OSMANLI HALICILIĞININ I. DÜNYA SAVAŞI YILLARINDAKİ DURUMUNA DAİR RAPOR

Arış · 2024, Sayı 24 · Sayfa: 66-85 · DOI: 10.32704/akmbaris.2024.192.
Tam Metin
Bu çalışma, İzmir Mıntıkası İktisat Müdüriyeti tarafından hazırlanan bir rapor çerçevesinde Osmanlı halıcılığının I. Dünya Savaşı yıllarındaki durumunu ele almaktadır. Halıcılığa dair on altı sayfalık bu rapor 14 Nisan 1917 tarihli olup vilayet makamına ve Ticaret ve Ziraat Nezaretine sunulmak üzere hazırlanmıştır.
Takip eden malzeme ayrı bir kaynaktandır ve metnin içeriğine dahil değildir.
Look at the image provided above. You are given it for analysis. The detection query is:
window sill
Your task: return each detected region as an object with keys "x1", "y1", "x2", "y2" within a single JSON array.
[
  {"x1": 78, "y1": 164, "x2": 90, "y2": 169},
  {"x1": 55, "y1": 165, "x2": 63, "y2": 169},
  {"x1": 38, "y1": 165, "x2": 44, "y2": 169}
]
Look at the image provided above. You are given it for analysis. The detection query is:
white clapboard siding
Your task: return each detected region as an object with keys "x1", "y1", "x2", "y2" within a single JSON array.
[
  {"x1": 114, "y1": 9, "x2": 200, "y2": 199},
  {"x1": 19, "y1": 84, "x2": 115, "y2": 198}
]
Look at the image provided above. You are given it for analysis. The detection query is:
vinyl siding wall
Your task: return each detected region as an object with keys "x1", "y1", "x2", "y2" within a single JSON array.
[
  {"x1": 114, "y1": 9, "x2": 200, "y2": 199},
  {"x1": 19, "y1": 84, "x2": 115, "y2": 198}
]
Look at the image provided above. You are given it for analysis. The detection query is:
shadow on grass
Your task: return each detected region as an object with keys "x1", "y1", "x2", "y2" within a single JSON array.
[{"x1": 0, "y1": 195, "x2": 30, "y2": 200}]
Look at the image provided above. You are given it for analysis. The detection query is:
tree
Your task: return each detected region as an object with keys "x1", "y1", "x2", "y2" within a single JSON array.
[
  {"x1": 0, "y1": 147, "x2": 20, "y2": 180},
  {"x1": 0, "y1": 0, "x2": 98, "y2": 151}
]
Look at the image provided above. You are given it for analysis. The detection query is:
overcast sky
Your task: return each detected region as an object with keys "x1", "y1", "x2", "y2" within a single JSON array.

Raporda Osmanlı halıcılığının mevcut durumu, Osmanlı’daki büyük halıcılık merkezleri, Osmanlı halılarının kalite bakımından sınıflandırılması, Osmanlı halılarının İran halıları karşısındaki vaziyeti, Osmanlı halılarında kullanılan boyalar, halıların ticari değeri, halıların imal şekli, halı imalindeki ücretler ve halıcılığın memleket için faydaları üzerinde durulmuştur. Raporda ayrıca Şark Halı Kumpanyası’nın kuruluşu, çeşitli şehirlerde örgütlenmesi ve çalışma şekli, Osmanlı siyasi ve iktisadi hayatına verdiği zararlar ve halıcılığa kazandırdıkları ele alınmıştır. Rapor bir sonuç ile bitmekte ve burada halıcılığın geliştirilmesi için nezaretçe yapılması gereken hususlar maddeler halinde zikredilmektedir. Şark Halı Kumpanyası’nın tekel şeklindeki faaliyetinin Osmanlı halıcılığına verdiği zararın önlenmesi için milli bir şirketin kurulmasının neden gerekli olduğu, Osmanlı halılarının dünya piyasasında hangi mekanlarda tercih edildiği, Anadolu’da halı üretim modelleri, Şark Halı Kumpanyası’nın Osmanlı halılarını nasıl yurt dışına ihraç ettiği hususu raporda zikredilen hususlardandır. Belirtilen bu hususlara dair müdüriyetin düşünceleri raporda farklı başlıklar altında ele alınmıştır. Çalışmada kullanılan başlıklar rapordakilere uyumlu olarak verilmiş, bu başlıklarda anlamı bozmayacak şekilde değişiklikler yapılmış ve konuya dair zikredilen bilgiler sadeleştirilerek sunulmuştur. Çalışmada ayrıca raporda verilen bilgilerin doğruluk değeri mevcut literatür çerçevesinde değerlendirmiştir.